Они танцевали, а жара все сгущалась, Баба подпевал хору фальцетом: "Moi pas l’aimez cа"[12] — и каждый раз, повторяя "са", взмахивал зажатой между пальцами горячей креветкой. Он считал тарелки, которые ставила на стойку старуха, на них дымились горки только что вынутых из котла креветок, перламутрово-розовых, как цветы жимолости.
Из комнаты за баром в зал вышел через проход в стойке гусь и зашлепал вперевалку по полу среди столов, под ногами посетителей, знать не зная, что его изо всех сил стараются не толкнуть двое танцующих, которым тем не менее казалось, что гусь этот, наверное, ученый, потому что они раньше слышали, как какой-то старик читал ему газету. Дети звали его: "Мими! Мими! Иди сюда!" Старик в буйных патлах снова принялся с пьяным упорством толкать просевшую боковую дверь, потом пнул ее ногой, но его увели и уговорили не уходить. Собака вздрагивала во сне и посапывала.
Танцующие сами должны были бросать деньги в музыкальный автомат; у Бабы был всегда полный ящик пятицентовых монеток. Теперь им нравились здесь все пластинки. Такие мелодии ты слышишь издали по вечерам, когда едешь мимо придорожных кафе, они вырываются ночью из переулка в засыпающем городе, наплывают с полей, где веселится ярмарка, и почему-то всегда повторяется и повторяется один и тот же абсурдный куплет. Здесь было очень уютно.
Наконец они все-таки вышли на веранду, мокрые от пота, с ощущением обманчивой прохлады, которое охватывает разгоряченного танцора, но не уехали сразу, а постояли немного в ластящемся ночном воздухе. Появилась первая стайка девушек и стала подниматься по ступенькам в свете фонаря над входом — яркие цветастые платья, поднятые надо лбом черные волосы, такие густые, что из их массы, точно дыхание, вырывались вверх легкие пряди. После церкви они успели еще раз напудриться, и пудра блестела на их покрытых пушком руках как слюда. В густом облаке "Герани" они просеменили друг за другом по веранде, держась за руки и готовясь улыбнуться, как только войдут в зал. Он распахнул перед ними дверь.

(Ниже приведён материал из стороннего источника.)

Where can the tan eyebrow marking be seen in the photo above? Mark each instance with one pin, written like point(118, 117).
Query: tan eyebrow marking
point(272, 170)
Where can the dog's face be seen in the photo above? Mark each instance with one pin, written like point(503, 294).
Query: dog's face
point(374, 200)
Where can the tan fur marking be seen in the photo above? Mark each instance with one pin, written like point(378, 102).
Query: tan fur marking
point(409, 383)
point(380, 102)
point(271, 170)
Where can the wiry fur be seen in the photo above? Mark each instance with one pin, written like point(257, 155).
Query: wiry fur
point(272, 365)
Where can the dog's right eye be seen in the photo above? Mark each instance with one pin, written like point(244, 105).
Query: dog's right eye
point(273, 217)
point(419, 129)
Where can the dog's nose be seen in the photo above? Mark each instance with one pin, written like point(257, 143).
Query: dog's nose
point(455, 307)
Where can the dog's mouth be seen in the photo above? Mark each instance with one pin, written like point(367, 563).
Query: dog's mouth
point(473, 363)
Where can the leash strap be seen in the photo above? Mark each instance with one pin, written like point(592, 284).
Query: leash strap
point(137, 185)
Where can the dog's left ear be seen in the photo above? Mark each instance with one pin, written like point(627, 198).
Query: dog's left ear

— Ну что ж, поедем? — спросил он ее.
Они ехали молча, и не было никаких звуков, кроме шума мотора да шмяканья насекомых, которые разбивались о машину. Скоро они залепили все ветровое стекло. Фары втягивали в себя еще два кипящих смерча, два конуса, в которых роящиеся существа, казалось, вот-вот вспыхнут пожаром. Он остановил машину, вышел и теми же резкими, нервными движениями, какими поворачивал руль и переключал скорость, тщательно протер стекло. Придорожные кусты были покрыты толстым слоем пыли — уж не космической ли? Под пепельно-белой теперь луной мир плыл среди бледных звезд, и звезд было бесконечное множество — таких медленных, таких высоких, таких низких.

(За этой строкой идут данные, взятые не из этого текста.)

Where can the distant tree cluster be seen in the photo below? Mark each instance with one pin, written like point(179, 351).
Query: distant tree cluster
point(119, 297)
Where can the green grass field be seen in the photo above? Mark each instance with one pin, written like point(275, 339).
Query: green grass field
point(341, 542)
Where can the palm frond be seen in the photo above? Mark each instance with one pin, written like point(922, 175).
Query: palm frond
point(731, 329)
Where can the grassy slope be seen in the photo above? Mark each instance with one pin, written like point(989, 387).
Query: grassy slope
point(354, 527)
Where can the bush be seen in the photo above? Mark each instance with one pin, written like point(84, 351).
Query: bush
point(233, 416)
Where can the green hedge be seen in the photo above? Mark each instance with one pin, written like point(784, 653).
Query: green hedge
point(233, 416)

Странная это была земля, земля-амфибия, и всюду — была ли она залита водой, или покрыта буйными зарослями, или, как сейчас, каменела в трещинах без озерца, без единого дерева, — в ней всюду ощущалось все то же одиночество. Он смотрел на эту великую бескрайность — наверное, она как степи, как болота, как пустыни (он никогда не видел ни степей, ни болот, ни пустынь); но все сравнения здесь оказывались бессильными — это был Юг. Над этой землей и дальше, над открытым морем, высилось бледное, огромное, прозрачное, распахнутое небо, с размытыми звездами, со слабыми всплесками зарниц. Стоя среди этой ночи один, он вдруг с пронзительной ясностью представил себе, что они затерялись здесь и никогда не найдут пути обратно, словно выпал снег и скрыл все вехи.
Он сел в машину, и они снова поехали. Иногда он с яростью хлопал себя ладонью по рукам, и ее пробирала дрожь от жаркого, хлещущего по ним на огромной скорости ветра. Однажды свет фар выхватил из темноты двух негров — мужа и жену, они сидели друг против друга в креслах, во дворе перед своим одиноким домишком, полураздетые, и каждый в одиночку боролся с жаркой ночью, безостановочно размахивая длинной белой тряпкой, похожей на шарф.
В безлюдных полях разливались озера пыли, и посреди озер горели неяркие костры. Вокруг костров стояли коровы без пастухов, застывшие в этой жаре, среди этой ночи, и на тусклом красном фоне резко чернели их рога.
Наконец он опять остановил машину и на этот раз положил ей руку на плечо и поцеловал — с нежностью или грубо, он и сам не ощутил. И оттого, что он этого не ощутил, он понял: да, вот оно. Потом они замерли, не целуясь, прижавшись друг к другу лицом, и было темно, а время шло, шло. Жара проникла в машину и придавила их своей тяжестью, москиты сплошь облепили руки и даже веки.